I don't use sound, but Drumroll and Ticking are funny each in their own way. Ticking is my favourite.

 

I have updated the alarms archive at http://www.jacobsm.com/rgwsndz.zip - it now contains 33 sounds, the best of which, IMO, is klaxon. It really blasts you into action!

 

How many people out there would like me to change the prefix meanings to include all modes, not just prompt mode? This would allow you to always reject any changes to a key even when running in accept mode, for example.
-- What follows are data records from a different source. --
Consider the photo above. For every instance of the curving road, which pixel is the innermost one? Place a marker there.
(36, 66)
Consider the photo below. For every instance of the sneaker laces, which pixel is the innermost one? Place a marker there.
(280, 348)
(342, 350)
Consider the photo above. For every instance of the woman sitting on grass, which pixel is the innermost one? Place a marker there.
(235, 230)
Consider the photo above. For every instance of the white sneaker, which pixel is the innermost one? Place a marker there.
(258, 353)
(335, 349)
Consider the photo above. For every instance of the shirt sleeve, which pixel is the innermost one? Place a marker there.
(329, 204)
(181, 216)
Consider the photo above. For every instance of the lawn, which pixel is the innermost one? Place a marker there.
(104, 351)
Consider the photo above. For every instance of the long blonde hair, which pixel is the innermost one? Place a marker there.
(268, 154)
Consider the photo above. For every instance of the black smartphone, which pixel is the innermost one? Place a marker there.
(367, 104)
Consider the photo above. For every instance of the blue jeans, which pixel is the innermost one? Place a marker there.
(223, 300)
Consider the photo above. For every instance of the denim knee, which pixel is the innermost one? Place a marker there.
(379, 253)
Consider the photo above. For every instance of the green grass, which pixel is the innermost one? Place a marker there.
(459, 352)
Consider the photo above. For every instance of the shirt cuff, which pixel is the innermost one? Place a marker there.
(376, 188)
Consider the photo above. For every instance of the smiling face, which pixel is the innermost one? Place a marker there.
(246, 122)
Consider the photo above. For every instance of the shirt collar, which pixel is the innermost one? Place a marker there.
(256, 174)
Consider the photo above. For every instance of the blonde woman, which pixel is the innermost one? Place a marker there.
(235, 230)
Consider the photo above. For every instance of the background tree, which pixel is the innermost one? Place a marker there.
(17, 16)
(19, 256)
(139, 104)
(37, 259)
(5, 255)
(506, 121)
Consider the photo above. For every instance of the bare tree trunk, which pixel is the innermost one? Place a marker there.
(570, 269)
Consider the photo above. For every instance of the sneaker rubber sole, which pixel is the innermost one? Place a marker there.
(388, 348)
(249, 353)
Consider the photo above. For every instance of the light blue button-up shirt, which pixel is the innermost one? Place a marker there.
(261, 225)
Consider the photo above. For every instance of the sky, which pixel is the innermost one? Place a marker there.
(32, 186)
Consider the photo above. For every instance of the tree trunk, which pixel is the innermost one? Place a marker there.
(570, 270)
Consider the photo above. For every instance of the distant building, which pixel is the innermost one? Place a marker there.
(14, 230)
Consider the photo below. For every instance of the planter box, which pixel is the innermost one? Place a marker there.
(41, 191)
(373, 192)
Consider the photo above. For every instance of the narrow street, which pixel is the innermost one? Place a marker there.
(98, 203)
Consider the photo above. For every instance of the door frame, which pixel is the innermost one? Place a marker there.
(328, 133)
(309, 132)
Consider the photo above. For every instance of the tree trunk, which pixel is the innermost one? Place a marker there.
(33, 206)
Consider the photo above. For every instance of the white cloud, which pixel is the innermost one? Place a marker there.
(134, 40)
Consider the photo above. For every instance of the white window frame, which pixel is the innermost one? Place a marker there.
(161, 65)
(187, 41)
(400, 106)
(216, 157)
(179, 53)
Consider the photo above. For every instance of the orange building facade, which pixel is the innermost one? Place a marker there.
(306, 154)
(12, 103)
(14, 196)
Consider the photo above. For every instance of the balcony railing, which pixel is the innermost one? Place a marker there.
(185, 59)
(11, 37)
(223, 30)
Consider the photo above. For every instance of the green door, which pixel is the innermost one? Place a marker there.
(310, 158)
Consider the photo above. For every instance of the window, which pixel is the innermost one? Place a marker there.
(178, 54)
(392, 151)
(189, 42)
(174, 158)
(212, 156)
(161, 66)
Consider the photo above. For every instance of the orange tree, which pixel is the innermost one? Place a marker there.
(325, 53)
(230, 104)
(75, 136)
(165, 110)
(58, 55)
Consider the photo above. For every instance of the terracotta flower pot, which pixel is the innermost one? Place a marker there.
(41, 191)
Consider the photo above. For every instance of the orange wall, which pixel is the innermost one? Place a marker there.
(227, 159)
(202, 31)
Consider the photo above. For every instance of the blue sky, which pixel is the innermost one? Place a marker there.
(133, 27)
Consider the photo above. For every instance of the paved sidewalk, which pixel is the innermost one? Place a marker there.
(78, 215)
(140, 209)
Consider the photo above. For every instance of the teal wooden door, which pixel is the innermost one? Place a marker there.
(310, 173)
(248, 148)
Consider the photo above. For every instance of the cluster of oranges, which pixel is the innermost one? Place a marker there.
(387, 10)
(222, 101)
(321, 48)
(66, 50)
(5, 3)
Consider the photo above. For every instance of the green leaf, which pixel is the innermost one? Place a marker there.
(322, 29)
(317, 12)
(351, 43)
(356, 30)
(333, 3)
Or to always accept changes to a key even when running in prompt mode.

Currently, there is only one = or ! prefixed key in the custom set, and that is :-
=hkey_local_machine\software\microsoft\windows\currentversion\app management\arpcache
To have this reject changes when MJRW is running in reject mode may be inconvenient. The current system only allows the (normal) changes to this key in accept and prompt modes, but not reject mode.

Hence, I feel this would be an improvement. What do you think? Surely, prefixing a key should mean that is how the key is to be treated in all modes?

 

GE---

I like this new idea.

 

Graphic E,

Definitely.

Thanks....

 

Count me in too!

(BTW, tested out the latest bunch of sounds. oof is interesting... )

 

MJ Registry Watcher 1.2.5.2 has been released at http://www.jacobsm.com/mjsoft.htm#rgwtchr . It has the following changes :-

Changes 1.2.5.1 to 1.2.5.2
1) Made key prefixes apply for all modes, not just Prompt Mode.
2) Added prefix $ so that you can make keys automatically prompt for any changes, whatever mode MJRW is running in.
3) Made alert messages clearer as to why a change is accepted or rejected.
4) Changed alert sound to klaxon.
5) Made alert window display in top to bottom order, with the most recent at the bottom - it makes it easier to read.
6) Corrected a bug with prefixing keys. Now, the prefixing will briefly show MJRW, as it prefixes the key(s).
7) Now keys and filespecs can be double-prefixed, if the first prefix is &. This means that &$%system%.exe and &$%system%.dll can be used to check these every 50 sweeps but always prompt if there's a change, even when running in Accept mode.

 

You've been busy! Several changes.

Thanks!

 

Thank goodness I put a throttle into the fast sweep! I have just discovered that while Opera 9.10 is downloading a file, the registry is constantly being updated, causing MJRW to be constantly fast sweeping for the entirity of the download! Internet Explorer does not have this problem, and does not update the registry while downloading files.

I have also discovered that every time you receive or view a different email message in Outlook Express, the registry gets updated, forcing a fast sweep.

I have only scraped the surface of this "applications repeatedly (and seemingly unnecessarily) updating the registry" subject. Any others out there know of apps the make the registry update all the while?

 

Now I see why my cpu usage is so high. I'm a fan of opera and set the oe to check email every 2 minutes.

btw, as i said before, google web accelerator does keep on updating registry entry.